Amendments to facilitate the investment industry’s move to T+1 settlement
New Self-Regulatory Organization of Canada (New SRO) is proposing amendments to the Universal Market Integrity Rules (UMIR) and Investment Dealer and Partially Consolidated Rules (IDPC Rules) (collectively, the Proposed Amendments) to facilitate the investment industry’s move from a trade date plus two business days (T+2) settlement cycle to a trade date plus one business day (T+1) settlement cycle.
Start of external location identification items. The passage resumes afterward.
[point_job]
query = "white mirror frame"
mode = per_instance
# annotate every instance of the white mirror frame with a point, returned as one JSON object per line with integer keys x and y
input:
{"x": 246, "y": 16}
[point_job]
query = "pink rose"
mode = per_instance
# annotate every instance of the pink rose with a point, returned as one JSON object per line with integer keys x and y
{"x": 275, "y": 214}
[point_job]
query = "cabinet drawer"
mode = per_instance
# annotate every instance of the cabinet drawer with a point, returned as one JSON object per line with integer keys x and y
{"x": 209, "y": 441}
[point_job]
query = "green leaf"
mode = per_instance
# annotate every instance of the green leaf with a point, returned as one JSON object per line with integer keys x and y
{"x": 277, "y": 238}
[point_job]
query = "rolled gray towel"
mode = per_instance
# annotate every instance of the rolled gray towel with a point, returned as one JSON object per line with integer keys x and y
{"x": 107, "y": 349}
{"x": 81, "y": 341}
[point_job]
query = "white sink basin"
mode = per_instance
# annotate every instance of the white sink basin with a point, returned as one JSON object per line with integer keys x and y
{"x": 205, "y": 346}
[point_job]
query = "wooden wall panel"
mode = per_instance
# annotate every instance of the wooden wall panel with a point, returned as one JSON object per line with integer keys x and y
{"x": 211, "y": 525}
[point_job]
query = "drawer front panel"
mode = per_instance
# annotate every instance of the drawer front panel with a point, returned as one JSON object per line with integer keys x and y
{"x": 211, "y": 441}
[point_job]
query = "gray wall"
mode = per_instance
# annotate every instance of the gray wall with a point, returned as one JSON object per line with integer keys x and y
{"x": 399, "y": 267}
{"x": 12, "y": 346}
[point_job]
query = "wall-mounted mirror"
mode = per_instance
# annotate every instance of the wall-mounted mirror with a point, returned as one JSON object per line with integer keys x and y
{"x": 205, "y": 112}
The primary objective of the Proposed Amendments is to ensure that the New SRO’s requirements support the investment industry’s move to T+1 settlement.
The Proposed Amendments:
- harmonize the UMIR and IDPC Rules with the T+1 settlement cycle by shortening delivery and settlement periods by one day,
- modernize the IDPC Rules related to buy-ins and physical delivery,
- repeal requirements for Dealer Members (Dealers) to file broker-to-broker trade matching exception reports, for consistency with the proposed revisions to National Instrument 24-101 – Institutional Trade Matching and Settlement, and
- align IDPC Rules referencing settlement periods of mortgage-backed securities to the industry settlement periods set under the NHA Mortgage-Backed Securities (MBS) Program.